First of all a bit of background. I apologise in advance for the misuse of terminology. Please correct me where necessary.

For my work I am going to be running simulations remotely via ssh on several ubuntu machines. These machines are in a network and my account is linked across all of them, ie. $HOME is /home/links/Ogaday and is mirrored across each machine. So I make a directory on one machine in that folder, and it appears in another machine (this is a case where I don't know how to use the correct terms). There is also local memory on each machine, accessible by each user on that machine, called /scratch/. I will make a directory in /scratch/ to do my actual work in, because I don't think I have enough memory on my account to run the simulations in $HOME, and it will be faster because it's all local, I assume.

Now, there is software installed on those machines that I need to use, and it is installed in directories that I have no write access to (/usr/local/software/). However, that software has a bash script that sets environment variables. I'm supposed to append the bash script (source /usr/local/software/etc/bashrc) to $HOME/.bashrc in order to set the necessary environment variables. Pretty standard so far, this sets everything up for this software to run when I log in, correct? Now, I think that the software on these computers hasn't been configured properly, because the .../etc/bashrc is supposed to set a variable called $SOFTWARE_INST_DIR, the install directory. By default, this is $HOME/software, and it is necessary to change that bashrc file so that it instead sets it to /usr/local/software. Of course, I don't have write access to to .../etc/bashrc. There are other similar issues, this is just the thing that fails first.

As a fix, I copied that file into $HOME/software-etc/bashrc and appended source $HOME/software-etc/bashrc to $HOME/.bashrc instead of appending source /usr/local/software/etc/bashrc, so that I can edit the variables it assigns. Is there anything fundamentally wrong with this? I thought another solution would be to, instead of copying the bashrc file from the software install location, appending export $HOME=/scratch/ogaday to .bashrc, which I assume would reassign my home directory to scratch. Am I correct? Is this dangerous? I wouldn't really be using these machines for anything else except running long simulations on them.

ps: The final solution would be to ask the IT guys to look into it I guess! I'd rather do a quick fix though if it's possible.


1 Answer 1


No, there is nothing wrong with copying the rc file somewhere else. That said, while you can indeed change your $HOME by adding HOME=/foo to one of the files read on startup (~/.profile, for example), that is really not a good idea. HOME is used by many things, not just your scripts and there's no reason to change it since that can have unintended consequences.
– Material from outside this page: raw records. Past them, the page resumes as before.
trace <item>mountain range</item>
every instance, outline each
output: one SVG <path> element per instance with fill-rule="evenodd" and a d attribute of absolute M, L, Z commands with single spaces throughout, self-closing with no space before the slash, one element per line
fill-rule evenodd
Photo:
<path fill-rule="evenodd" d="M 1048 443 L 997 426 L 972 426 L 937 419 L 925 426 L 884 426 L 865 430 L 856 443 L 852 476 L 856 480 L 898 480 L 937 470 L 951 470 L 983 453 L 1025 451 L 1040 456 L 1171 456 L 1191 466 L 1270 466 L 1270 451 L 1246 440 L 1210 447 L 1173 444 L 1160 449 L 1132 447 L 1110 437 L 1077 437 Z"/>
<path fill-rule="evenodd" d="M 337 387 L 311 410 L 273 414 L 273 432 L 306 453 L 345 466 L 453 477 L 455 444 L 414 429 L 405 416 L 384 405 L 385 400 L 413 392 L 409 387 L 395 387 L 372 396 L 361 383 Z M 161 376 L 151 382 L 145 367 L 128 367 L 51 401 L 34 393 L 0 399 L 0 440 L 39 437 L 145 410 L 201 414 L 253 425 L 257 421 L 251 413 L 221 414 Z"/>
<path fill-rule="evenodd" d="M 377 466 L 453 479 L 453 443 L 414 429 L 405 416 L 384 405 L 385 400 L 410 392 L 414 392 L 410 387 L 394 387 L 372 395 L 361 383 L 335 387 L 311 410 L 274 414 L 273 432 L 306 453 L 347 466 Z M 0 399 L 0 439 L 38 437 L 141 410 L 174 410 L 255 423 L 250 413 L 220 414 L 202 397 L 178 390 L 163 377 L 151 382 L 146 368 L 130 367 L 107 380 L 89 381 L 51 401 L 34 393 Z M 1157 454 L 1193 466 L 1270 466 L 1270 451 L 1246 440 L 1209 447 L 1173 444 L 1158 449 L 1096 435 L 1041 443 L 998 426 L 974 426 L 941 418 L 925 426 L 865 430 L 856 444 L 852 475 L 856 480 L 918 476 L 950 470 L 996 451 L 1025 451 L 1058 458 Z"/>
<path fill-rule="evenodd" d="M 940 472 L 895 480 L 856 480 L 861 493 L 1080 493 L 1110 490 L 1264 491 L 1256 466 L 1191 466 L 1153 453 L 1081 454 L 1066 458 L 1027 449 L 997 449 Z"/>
For example, the default configuration files for a variety of programs, including your shell, are stored in $HOME. If you change that, your settings will be lost.
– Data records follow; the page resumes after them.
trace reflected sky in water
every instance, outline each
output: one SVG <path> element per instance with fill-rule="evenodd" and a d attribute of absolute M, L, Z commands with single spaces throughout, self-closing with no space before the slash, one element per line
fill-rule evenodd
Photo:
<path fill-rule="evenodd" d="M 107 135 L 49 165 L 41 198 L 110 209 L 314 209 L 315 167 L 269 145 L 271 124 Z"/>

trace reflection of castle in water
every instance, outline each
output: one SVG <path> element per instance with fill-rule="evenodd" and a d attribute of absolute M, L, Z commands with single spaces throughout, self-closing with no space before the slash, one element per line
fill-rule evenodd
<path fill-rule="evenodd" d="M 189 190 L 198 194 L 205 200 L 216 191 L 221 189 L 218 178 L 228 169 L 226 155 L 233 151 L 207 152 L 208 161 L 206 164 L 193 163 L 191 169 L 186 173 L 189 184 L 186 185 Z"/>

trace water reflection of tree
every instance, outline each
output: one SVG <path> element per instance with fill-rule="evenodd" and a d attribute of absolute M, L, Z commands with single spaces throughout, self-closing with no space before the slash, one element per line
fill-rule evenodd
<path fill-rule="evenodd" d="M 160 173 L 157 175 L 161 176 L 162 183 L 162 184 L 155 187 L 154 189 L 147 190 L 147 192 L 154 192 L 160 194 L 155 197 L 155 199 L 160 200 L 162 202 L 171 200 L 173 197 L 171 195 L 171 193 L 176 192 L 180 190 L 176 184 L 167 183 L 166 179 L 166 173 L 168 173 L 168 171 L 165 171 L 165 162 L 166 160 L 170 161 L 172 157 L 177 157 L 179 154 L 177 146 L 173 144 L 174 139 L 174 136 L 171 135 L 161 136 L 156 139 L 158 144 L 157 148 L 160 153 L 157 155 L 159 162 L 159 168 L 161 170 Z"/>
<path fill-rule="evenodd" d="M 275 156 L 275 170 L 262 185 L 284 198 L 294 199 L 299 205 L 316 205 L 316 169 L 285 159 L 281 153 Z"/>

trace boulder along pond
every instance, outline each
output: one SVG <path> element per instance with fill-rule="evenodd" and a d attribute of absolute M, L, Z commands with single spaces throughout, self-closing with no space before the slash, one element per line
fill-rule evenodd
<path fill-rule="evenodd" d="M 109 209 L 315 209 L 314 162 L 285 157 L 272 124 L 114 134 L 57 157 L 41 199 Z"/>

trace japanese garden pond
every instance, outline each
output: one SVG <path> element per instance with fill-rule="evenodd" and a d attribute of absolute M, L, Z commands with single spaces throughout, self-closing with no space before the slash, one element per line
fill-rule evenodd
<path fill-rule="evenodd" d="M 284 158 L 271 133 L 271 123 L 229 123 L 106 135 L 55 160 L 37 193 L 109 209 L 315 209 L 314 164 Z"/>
Now, if I understand correctly, your main objective here is to have $HOME/software point to /usr/local/software. Instead of copying files around, the simplest solution would be to make $HOME/software a link pointing to /usr/local/software.

  1. Rename $HOME/software (if it already exists):

    mv $HOME/software $HOME/software.old
  2. Make a link called $HOME/software that points to /usr/local/software:

    ln -s /usr/local/software $HOME/software

Now, anything looking for $HOME/software will actually find /usr/local/software instead.

Similarly, in order to do your work locally on each machine, create the directory in /scratch and then link it to your $HOME:

mkdir /scratch/ogaday
ln -s /scratch/ogaday $HOME/work

Now, everything you do in $HOME/work will actually happen in /scratch/ogaday.

Finally, bear in mind that there are different types of shell. When you log in via ssh, you are running an interactive login shell and, on many systems, $HOME/.bashrc is ignored by those shells. While Ubuntu specifically does also read $HOME/.bashrc, for such shells, many other distributions don't. Therefore, it is safer to use $HOME/.profile and not $HOME/.bashrc to set environment variables. See here for an explanation of what files are read when.

  • This looks great. I didn't redefine $HOME in the end, because I thought it might be fishy. One question though, the work I do in $HOME/work which is actually happening on scratch, will that be visible on other machines on the network? Because $HOME is synced across all these computers (I don't actually know where the data there is hosted, on a central sever?), so would that link be local? Synced as well? Copying the bashrc file locally has worked for now, but I think your solution is definitely the proper way to do it.
    – Ogaday
    Oct 5, 2015 at 12:36
  • @Ogaday the link will appear on all computers but it will point to each computers respective /scratch/ogaday directory (if present). So, if you work on machine2, machine2 won't see it. By the way, if this answer solved your issue, please take a moment and accept it by clicking on the check mark to the left. That will mark the question as answered and is the way thanks are expressed on the Stack Exchange sites.
    – terdon
    Oct 5, 2015 at 12:39
  • I definitely will, that sounds perfect, thanks for your help.
    – Ogaday
    Oct 5, 2015 at 12:54
  • Ugh, last comment should read "if you work on machine1, machine2 won't see it", of course.
    – terdon
    Oct 5, 2015 at 12:56
  • That's how I read it anyway hah.